Introduction

Ling-1T is the first flagship non-thinking model in the Ling 2.0 series, featuring 1 trillion total parameters with ≈ 50 billion active parameters per token. Built on the Ling 2.0 architecture, Ling-1T is designed to push the limits of efficient reasoning and scalable cognition.
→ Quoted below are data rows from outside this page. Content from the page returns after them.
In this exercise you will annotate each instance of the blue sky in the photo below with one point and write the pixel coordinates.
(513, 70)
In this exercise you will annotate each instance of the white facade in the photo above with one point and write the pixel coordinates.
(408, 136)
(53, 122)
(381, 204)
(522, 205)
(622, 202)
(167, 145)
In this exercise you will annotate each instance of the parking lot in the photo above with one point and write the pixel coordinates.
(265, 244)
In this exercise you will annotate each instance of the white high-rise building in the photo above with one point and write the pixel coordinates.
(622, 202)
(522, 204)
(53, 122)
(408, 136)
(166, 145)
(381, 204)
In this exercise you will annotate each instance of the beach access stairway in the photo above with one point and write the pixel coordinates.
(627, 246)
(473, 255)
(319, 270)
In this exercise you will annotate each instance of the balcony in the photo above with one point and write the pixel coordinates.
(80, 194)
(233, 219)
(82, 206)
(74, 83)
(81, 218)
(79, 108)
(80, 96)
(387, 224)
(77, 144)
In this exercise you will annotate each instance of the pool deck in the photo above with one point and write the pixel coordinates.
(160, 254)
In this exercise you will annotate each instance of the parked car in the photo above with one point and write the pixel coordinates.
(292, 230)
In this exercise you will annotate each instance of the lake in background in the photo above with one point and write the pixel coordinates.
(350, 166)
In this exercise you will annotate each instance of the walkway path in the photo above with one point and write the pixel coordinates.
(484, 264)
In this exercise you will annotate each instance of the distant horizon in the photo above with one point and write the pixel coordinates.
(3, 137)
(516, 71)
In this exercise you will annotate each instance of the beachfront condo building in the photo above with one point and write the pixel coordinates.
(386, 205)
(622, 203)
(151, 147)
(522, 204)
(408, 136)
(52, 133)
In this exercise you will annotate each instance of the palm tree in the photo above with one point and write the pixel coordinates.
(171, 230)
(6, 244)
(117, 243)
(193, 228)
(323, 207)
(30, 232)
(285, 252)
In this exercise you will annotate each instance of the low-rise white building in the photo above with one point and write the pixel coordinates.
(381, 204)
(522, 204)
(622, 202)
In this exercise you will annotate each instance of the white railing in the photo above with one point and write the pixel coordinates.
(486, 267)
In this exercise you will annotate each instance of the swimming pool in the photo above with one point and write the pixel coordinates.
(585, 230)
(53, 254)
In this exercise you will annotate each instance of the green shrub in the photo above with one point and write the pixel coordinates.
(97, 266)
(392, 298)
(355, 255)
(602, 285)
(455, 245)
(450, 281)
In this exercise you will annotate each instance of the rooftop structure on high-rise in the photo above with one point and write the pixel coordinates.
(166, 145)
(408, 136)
Pre-trained on 20 trillion+ high-quality, reasoning-dense tokens, Ling-1T-base supports up to 128K context length and adopts an evolutionary chain-of-thought (Evo-CoT) process across mid-training and post-training. This curriculum greatly enhances the model’s efficiency and reasoning depth, allowing Ling-1T to achieve state-of-the-art performance on multiple complex reasoning benchmarks—balancing accuracy and efficiency.

Flagship-Level Efficient Reasoning

We comprehensively evaluated Ling-1T against leading flagship models, including both open-source giants (e.g., DeepSeek-V3.1-Terminus, Kimi-K2-Instruct-0905) and closed-source APIs (GPT-5-main, Gemini-2.5-Pro). Across code generation, software development, competition-level mathematics, professional math, and logical reasoning, Ling-1T consistently demonstrates superior complex reasoning ability and overall advantage.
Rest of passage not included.